Hospital Juice It looks like my catheter bag but it is nectar in a cup. What a treat to peel off the foil lid and gulp it back like an oyster. Let the syrup settle in my belly Let it warm up my stitches, keep them soft That sweet smack of sugar gives my tongue a lusty zap. I can walk a flight of stairs on that. I can do laps of the ward on that, easy. Give me my apple juice.


Rugby Nurse In she comes to take my blood. With a vicious tug she uncrosses my ankles; says I’m at risk of clots. She does this one-handed; a bear in a white tunic. Shoulders set for a tackle. Steady blue eyes. We’re talking no-nonsense. She could shot-put a rhino. I absently cross my ankles. She roars across the bay. I don’t do it again. She asks if I’m bored. I say, ‘I don’t know.’ Next thing, I’m stuffing pillows into starched linen cases.


Foreign Nurses All these foreign nurses coming over here, giving their love. Foreign nurses call you ‘dear’, even when they’re younger than you are. Foreign nurses miss their mums, and still sing while they flannel your back. You’re a babe in their arms. Your parents are Spanish and Filipino. Tears will sting your eyes in years to come, when you feel all alone, and your mind drifts to them. You’ll long for soft brown hands. You’ll ache for sunny green eyes. You’ll wish you were sick again. Ask me how I know.

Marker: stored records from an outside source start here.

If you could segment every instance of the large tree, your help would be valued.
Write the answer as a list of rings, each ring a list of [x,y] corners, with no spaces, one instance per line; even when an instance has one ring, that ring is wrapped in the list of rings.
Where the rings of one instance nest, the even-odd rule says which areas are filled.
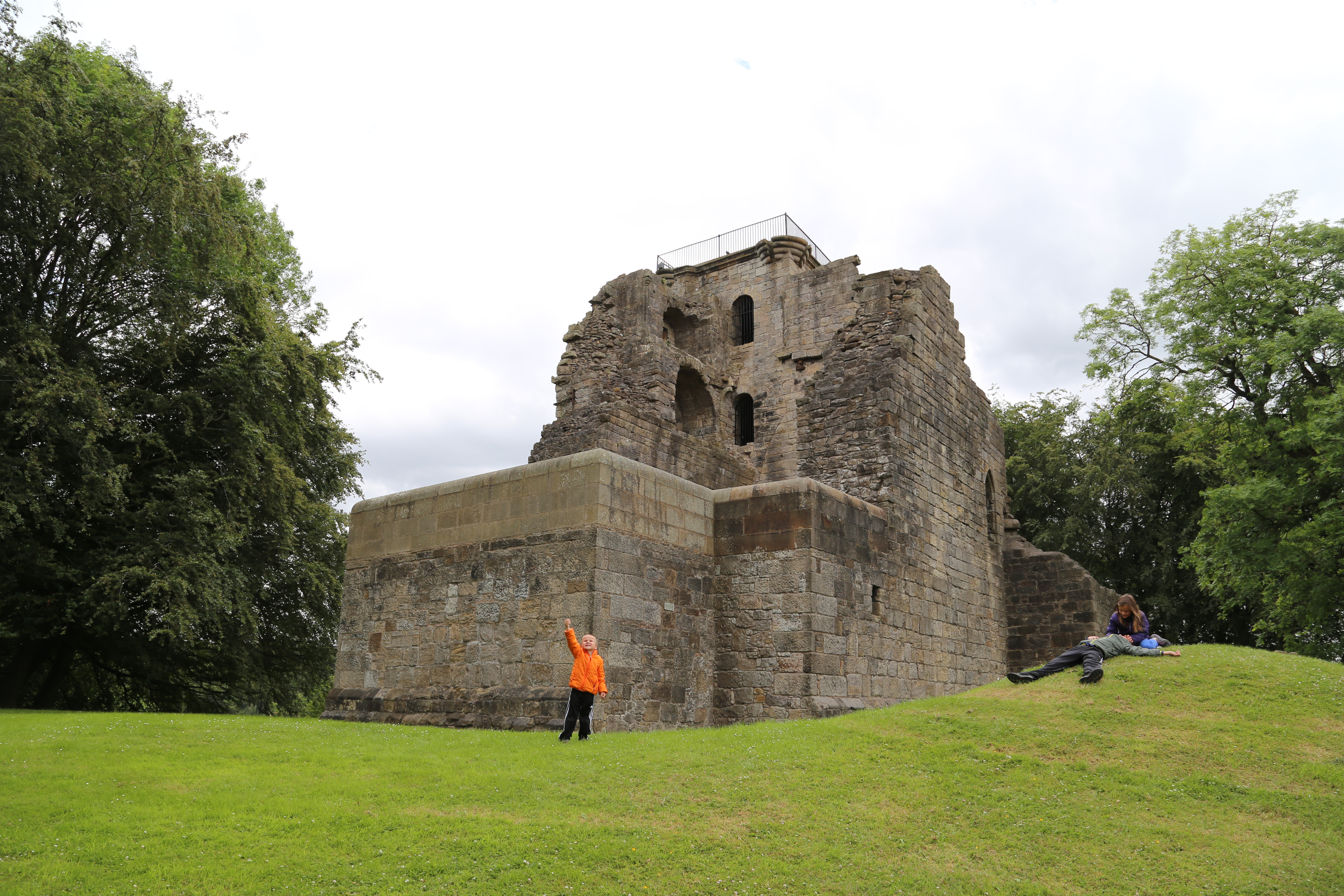
[[[1344,222],[1294,223],[1293,193],[1181,230],[1149,287],[1085,312],[1089,373],[1165,380],[1215,407],[1219,484],[1189,560],[1224,614],[1344,656]]]
[[[1062,391],[996,402],[1008,492],[1023,535],[1133,592],[1175,641],[1255,643],[1245,607],[1223,613],[1185,560],[1216,465],[1179,387],[1138,380],[1093,407]]]
[[[331,673],[366,372],[133,56],[0,3],[0,705],[296,711]]]

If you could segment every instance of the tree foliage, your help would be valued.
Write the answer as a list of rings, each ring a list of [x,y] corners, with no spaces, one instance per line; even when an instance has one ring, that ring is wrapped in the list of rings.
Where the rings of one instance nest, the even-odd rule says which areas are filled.
[[[1149,287],[1085,312],[1089,375],[1198,396],[1218,484],[1188,557],[1224,615],[1344,654],[1344,222],[1294,223],[1293,193],[1176,231]]]
[[[1091,408],[1058,390],[995,403],[1012,510],[1028,540],[1138,595],[1168,638],[1254,643],[1254,619],[1243,610],[1220,613],[1183,563],[1199,532],[1203,492],[1216,482],[1191,427],[1200,411],[1159,380],[1130,383]]]
[[[298,711],[331,673],[355,332],[317,341],[234,138],[0,16],[0,705]]]

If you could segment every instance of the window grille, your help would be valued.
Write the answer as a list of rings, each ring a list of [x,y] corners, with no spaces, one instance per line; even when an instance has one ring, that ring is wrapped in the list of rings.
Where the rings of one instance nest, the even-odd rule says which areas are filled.
[[[739,395],[732,402],[732,442],[735,445],[755,442],[755,403],[750,395]]]
[[[755,341],[755,302],[750,296],[739,296],[732,302],[732,344],[746,345]]]

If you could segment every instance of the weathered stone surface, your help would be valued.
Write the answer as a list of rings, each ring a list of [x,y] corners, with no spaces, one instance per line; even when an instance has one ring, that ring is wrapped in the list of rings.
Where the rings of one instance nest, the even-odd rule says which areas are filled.
[[[1042,665],[1087,635],[1102,634],[1120,595],[1078,562],[1040,551],[1011,523],[1004,544],[1008,576],[1008,670]]]
[[[1001,531],[948,285],[857,265],[774,238],[607,283],[531,463],[355,506],[327,716],[554,725],[566,617],[601,641],[606,731],[950,693],[1093,625],[1095,582]]]

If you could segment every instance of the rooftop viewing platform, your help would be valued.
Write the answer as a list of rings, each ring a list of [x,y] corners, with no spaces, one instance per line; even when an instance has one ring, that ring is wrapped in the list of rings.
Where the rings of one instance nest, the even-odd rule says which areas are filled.
[[[671,253],[663,253],[659,255],[657,270],[672,270],[673,267],[684,267],[685,265],[703,265],[704,262],[714,261],[723,255],[731,255],[732,253],[739,253],[743,249],[751,249],[762,239],[773,239],[775,236],[794,236],[806,240],[812,250],[813,258],[823,265],[829,265],[831,259],[827,258],[817,244],[808,236],[798,224],[794,223],[788,215],[777,215],[774,218],[767,218],[759,220],[754,224],[747,224],[746,227],[738,227],[737,230],[730,230],[726,234],[719,234],[718,236],[711,236],[708,239],[702,239],[699,243],[691,243],[689,246],[683,246],[681,249],[673,249]]]

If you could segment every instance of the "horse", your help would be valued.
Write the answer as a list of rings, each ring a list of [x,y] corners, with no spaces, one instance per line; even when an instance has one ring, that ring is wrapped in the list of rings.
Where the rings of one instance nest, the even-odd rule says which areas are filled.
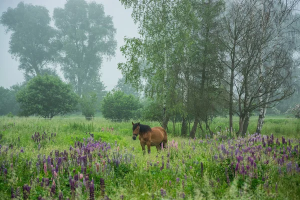
[[[145,146],[147,146],[148,154],[151,152],[151,146],[155,146],[158,152],[162,148],[162,144],[166,148],[168,142],[166,132],[162,127],[151,128],[148,125],[144,125],[140,122],[132,124],[132,139],[136,140],[138,136],[142,149],[143,154],[145,154]]]

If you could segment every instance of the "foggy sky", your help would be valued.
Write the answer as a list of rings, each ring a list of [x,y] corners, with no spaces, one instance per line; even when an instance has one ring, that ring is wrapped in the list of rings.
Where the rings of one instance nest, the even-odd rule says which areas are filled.
[[[15,8],[21,0],[0,0],[0,14],[6,11],[8,7]],[[54,8],[64,8],[66,0],[23,0],[25,4],[32,4],[34,5],[44,6],[49,10],[52,18]],[[138,26],[134,23],[131,18],[132,10],[126,10],[118,0],[94,0],[94,2],[102,4],[104,6],[106,14],[112,16],[114,28],[116,29],[116,40],[118,46],[116,52],[116,56],[110,61],[104,61],[101,68],[102,78],[106,90],[112,90],[116,84],[118,80],[122,75],[117,68],[118,64],[126,61],[122,56],[120,48],[124,44],[124,36],[138,36]],[[88,2],[91,0],[86,0]],[[53,22],[52,22],[53,24]],[[12,56],[8,52],[8,42],[10,33],[5,33],[5,28],[0,24],[0,86],[8,88],[17,82],[20,83],[24,80],[22,71],[18,70],[18,62],[12,59]],[[60,78],[64,80],[63,75],[60,72],[60,67],[56,70]]]

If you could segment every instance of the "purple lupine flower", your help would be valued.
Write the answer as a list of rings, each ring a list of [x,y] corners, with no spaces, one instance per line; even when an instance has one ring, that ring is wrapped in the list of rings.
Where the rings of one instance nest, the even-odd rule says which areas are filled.
[[[52,186],[51,187],[51,191],[50,192],[50,195],[51,196],[54,196],[55,195],[55,188],[56,188],[55,180],[53,180],[52,182]]]
[[[100,178],[100,190],[101,190],[101,196],[103,197],[105,194],[105,183],[104,179]]]
[[[214,154],[214,160],[218,160],[218,155],[216,154]]]
[[[184,194],[184,192],[182,192],[180,196],[182,198],[186,198],[186,194]]]
[[[12,198],[16,198],[16,196],[14,194],[14,188],[12,187],[10,189],[10,197]]]
[[[64,200],[64,196],[62,196],[62,192],[60,192],[60,196],[58,196],[58,200]]]
[[[23,186],[23,198],[24,198],[24,200],[28,198],[30,195],[30,189],[31,187],[29,186],[27,184]]]
[[[230,186],[230,180],[229,179],[229,176],[228,176],[228,172],[227,171],[227,168],[225,168],[225,175],[226,176],[226,178],[227,179],[227,184],[228,184],[228,186]]]
[[[76,174],[75,175],[74,175],[74,180],[75,180],[75,182],[78,182],[78,174]]]
[[[292,172],[292,162],[290,162],[286,164],[286,172],[288,173],[290,173]]]
[[[238,162],[236,162],[236,172],[238,172]]]
[[[92,181],[90,185],[90,200],[94,200],[95,199],[94,190],[94,182]]]
[[[164,196],[166,196],[166,190],[164,190],[162,188],[160,189],[160,195],[162,195],[162,196],[164,197]]]
[[[4,175],[6,176],[8,174],[8,169],[4,168],[4,169],[3,170],[3,172],[4,173]]]
[[[286,144],[286,139],[284,138],[284,137],[283,136],[282,138],[282,144]]]

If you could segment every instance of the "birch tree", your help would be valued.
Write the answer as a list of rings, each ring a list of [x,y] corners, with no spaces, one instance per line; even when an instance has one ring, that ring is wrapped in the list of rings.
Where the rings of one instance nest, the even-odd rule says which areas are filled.
[[[118,68],[126,76],[126,80],[143,90],[145,94],[156,94],[162,102],[162,127],[168,122],[167,98],[169,84],[173,78],[168,74],[171,68],[168,59],[172,50],[172,32],[174,28],[172,9],[174,1],[120,0],[126,8],[132,8],[132,16],[138,24],[140,38],[126,38],[125,45],[120,48],[127,59],[118,64]],[[141,70],[141,64],[146,64]],[[142,80],[146,82],[145,86]]]

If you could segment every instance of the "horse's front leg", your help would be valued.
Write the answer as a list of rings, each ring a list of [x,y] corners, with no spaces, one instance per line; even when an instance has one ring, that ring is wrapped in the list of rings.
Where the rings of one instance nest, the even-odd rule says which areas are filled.
[[[146,153],[146,149],[145,148],[145,144],[141,142],[140,146],[142,146],[142,154],[144,154]]]
[[[147,148],[148,148],[148,154],[151,152],[151,142],[147,142]]]

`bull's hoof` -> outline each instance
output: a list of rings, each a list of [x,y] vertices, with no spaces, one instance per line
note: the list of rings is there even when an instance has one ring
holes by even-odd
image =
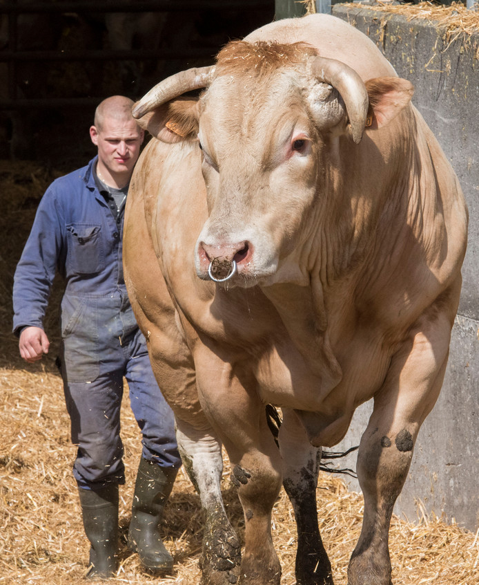
[[[297,585],[334,585],[331,564],[319,532],[317,538],[300,541],[296,555]]]
[[[393,585],[391,562],[378,554],[365,552],[351,557],[348,567],[348,585]]]
[[[240,563],[241,544],[231,525],[222,513],[211,514],[204,528],[201,585],[235,585]]]
[[[243,561],[240,573],[238,585],[280,585],[281,582],[281,565],[277,557],[271,563],[250,564]]]

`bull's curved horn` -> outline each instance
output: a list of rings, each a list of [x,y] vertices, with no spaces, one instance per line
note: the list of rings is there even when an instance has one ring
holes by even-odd
[[[139,118],[154,108],[187,91],[207,87],[211,82],[215,66],[199,67],[180,71],[163,80],[141,98],[133,108],[134,118]]]
[[[369,104],[364,82],[354,69],[345,63],[325,57],[315,57],[311,63],[311,73],[339,91],[346,105],[353,140],[358,144],[364,131]]]

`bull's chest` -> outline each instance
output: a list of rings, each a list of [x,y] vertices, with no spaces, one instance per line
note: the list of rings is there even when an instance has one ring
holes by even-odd
[[[308,342],[298,348],[286,337],[259,356],[254,375],[260,397],[264,403],[317,413],[325,427],[344,418],[347,428],[355,409],[382,384],[390,353],[379,338],[360,331],[340,349],[313,337]]]

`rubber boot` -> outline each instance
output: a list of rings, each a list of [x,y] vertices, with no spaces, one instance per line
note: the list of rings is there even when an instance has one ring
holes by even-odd
[[[128,546],[138,552],[141,564],[155,574],[171,573],[173,568],[173,557],[163,544],[159,527],[177,472],[144,458],[138,467]]]
[[[91,544],[86,577],[114,577],[118,568],[118,485],[78,491],[85,533]]]

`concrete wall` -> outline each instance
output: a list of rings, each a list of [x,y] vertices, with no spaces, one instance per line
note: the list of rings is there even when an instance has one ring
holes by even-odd
[[[479,526],[479,34],[450,42],[427,21],[340,4],[333,14],[378,45],[398,74],[414,84],[413,102],[459,178],[469,209],[469,240],[451,353],[438,402],[419,434],[395,507],[417,518],[418,505],[471,530]],[[355,415],[344,450],[358,445],[372,405]],[[355,456],[341,467],[354,468]],[[359,490],[357,482],[352,489]]]

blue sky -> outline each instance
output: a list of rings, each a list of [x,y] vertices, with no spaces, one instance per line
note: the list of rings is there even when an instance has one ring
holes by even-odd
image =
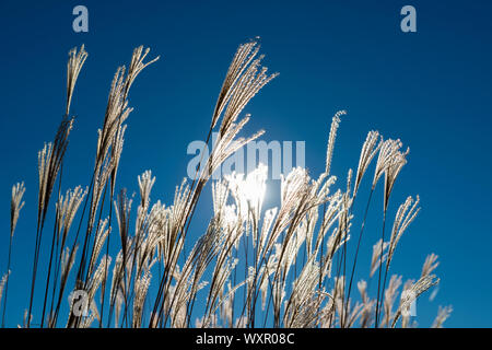
[[[72,31],[77,4],[89,9],[89,33]],[[417,9],[417,33],[400,31],[406,4]],[[260,36],[265,63],[280,75],[246,108],[253,115],[246,131],[263,128],[266,141],[306,141],[306,166],[317,175],[331,116],[347,109],[332,168],[342,182],[356,167],[368,130],[400,138],[410,155],[390,210],[419,194],[422,211],[393,269],[418,278],[426,254],[437,254],[440,291],[432,303],[424,295],[419,324],[429,326],[437,305],[452,304],[447,326],[491,327],[491,11],[490,1],[478,0],[1,1],[0,271],[7,265],[11,186],[26,185],[9,322],[21,323],[27,305],[37,151],[63,113],[68,50],[85,44],[90,56],[72,103],[77,121],[65,188],[89,182],[113,74],[133,47],[145,45],[161,60],[132,90],[119,185],[137,191],[137,175],[151,168],[157,178],[152,199],[168,203],[186,175],[188,143],[206,137],[234,50]],[[196,220],[209,214],[204,209]]]

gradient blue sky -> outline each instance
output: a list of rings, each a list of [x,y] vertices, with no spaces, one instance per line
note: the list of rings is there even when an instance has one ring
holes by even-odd
[[[89,33],[72,31],[77,4],[89,8]],[[418,33],[400,31],[399,10],[406,4],[417,8]],[[331,116],[348,109],[332,168],[341,185],[348,168],[356,167],[368,130],[400,138],[411,151],[390,210],[419,194],[422,211],[401,240],[393,270],[418,278],[426,254],[440,255],[440,291],[432,303],[429,294],[419,303],[419,324],[429,326],[437,305],[452,304],[447,326],[491,327],[491,13],[492,2],[478,0],[2,0],[2,272],[11,186],[21,179],[26,185],[14,237],[9,324],[21,323],[27,306],[37,151],[52,139],[63,113],[68,50],[85,44],[90,56],[72,103],[77,121],[65,188],[89,182],[109,82],[132,48],[145,45],[162,58],[133,86],[119,186],[137,191],[137,175],[151,168],[157,177],[152,199],[168,203],[186,175],[188,143],[206,137],[234,50],[260,36],[265,63],[280,77],[246,108],[253,115],[246,131],[265,128],[266,141],[305,140],[306,166],[317,175],[325,166]],[[373,209],[380,215],[379,207]],[[203,210],[196,220],[209,214]],[[372,245],[377,234],[367,235]]]

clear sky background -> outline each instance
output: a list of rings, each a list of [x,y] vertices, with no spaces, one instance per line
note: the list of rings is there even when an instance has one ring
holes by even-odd
[[[89,33],[72,31],[77,4],[89,9]],[[417,33],[400,31],[406,4],[417,9]],[[52,139],[63,113],[68,50],[85,44],[89,58],[72,103],[77,121],[63,187],[89,183],[113,74],[133,47],[145,45],[161,60],[132,88],[134,112],[117,186],[138,191],[137,176],[151,168],[157,178],[152,199],[169,203],[186,176],[188,143],[206,137],[234,50],[260,36],[265,63],[280,75],[245,109],[253,115],[246,131],[263,128],[266,141],[306,141],[306,166],[317,176],[331,116],[347,109],[332,168],[341,186],[348,168],[356,168],[368,130],[400,138],[410,155],[390,210],[419,194],[422,211],[400,242],[393,271],[403,281],[418,278],[426,254],[437,254],[441,287],[433,302],[430,293],[419,302],[419,325],[430,326],[437,306],[450,304],[447,326],[491,327],[491,13],[492,2],[479,0],[2,0],[2,273],[11,186],[26,185],[14,236],[9,325],[22,323],[28,304],[37,151]],[[206,192],[201,208],[208,207]],[[379,207],[373,209],[371,215],[380,215]],[[209,215],[206,208],[196,220]],[[368,230],[366,249],[378,232]]]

The Fathers When it’s time to go home my surgeons present at the foot of my bed. Two priests at the altar. My dad shakes their hands. A communion wafer, the sign of the cross. They’re regal, chosen. A halogen glow around their heads. “You can go now, my child. We’ve excised your sin and collected it in green tissue.” It’s my offering. It’s all I’ve got.


Trophy Tumour I make a cantaloupe melon with my hands, splayed fingers. Delight in their widening eyes as I say, “That’s how big it was.” Like it’s a carp or a prized marrow, though I had no real part in it. “Eight pounds, like a baby. It’s in a lab somewhere now.” I tell them there’s just something about growing your own, and ask “Would you like to see a picture?”